The Brotherhood is Egypt’s most powerful opposition group, and seeks an Islamic state through democratic means. It is one of the largest and oldest Islamist groups in the world, and has eschewed violence for decades.

In a statement, the group said police detained Guidance Council member Abdel Moniem Aboul Fotouh, who is also the secretary-general of the Cairo-based Union of Arab Doctors.

Also held were Gamal Abdel Salam, who heads the Union’s emergency relief committee, Fathi Lasheen, a retired judge, and Abdel Rahman al-Gamal, described by the group as an educator.

Egypt’s interior ministry could not be reached for comment.

Abdel Salam was detained in December for close to two months after the government accused him and two others of “forming a jihad group” linked to Palestinian Islamist movement Hamas, charges the group dismissed as motivated by tensions between the Egyptian government and Hamas.

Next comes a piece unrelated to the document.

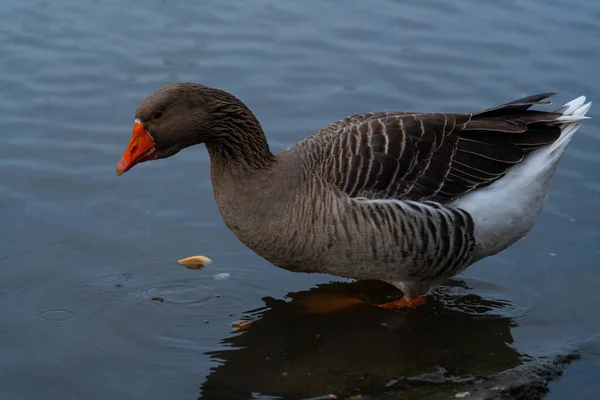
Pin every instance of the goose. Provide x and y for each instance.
(407, 198)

A lawyer for the Brotherhood said prosecutors had not yet charged the men, but said he believed the detentions were connected to an ongoing crackdown motivated by what the government says is an attempt by the group to revive its international wing — charges the Brotherhood denies.

Also on Sunday, a Cairo court ordered the release of 13 senior members of the group in a related case in which state prosecutors accused the men of laundering money gained through terrorism.

One of the men charged in that case was Osama Nasr el-Din, a member of the Guidance Council.

Brotherhood lawyer Abdel Moneim Abdel Maqsoud dismissed the allegations against them.

“The proof is that the court ordered the (13 Brotherhood members’) release today at the first hearing,” he said. The men have not yet been released.

The group won roughly a fifth of seats in the lower house of parliament in 2005, but authorities have since obstructed its efforts to further its electoral gains in more recent votes for municipal councils or parliament’s upper house.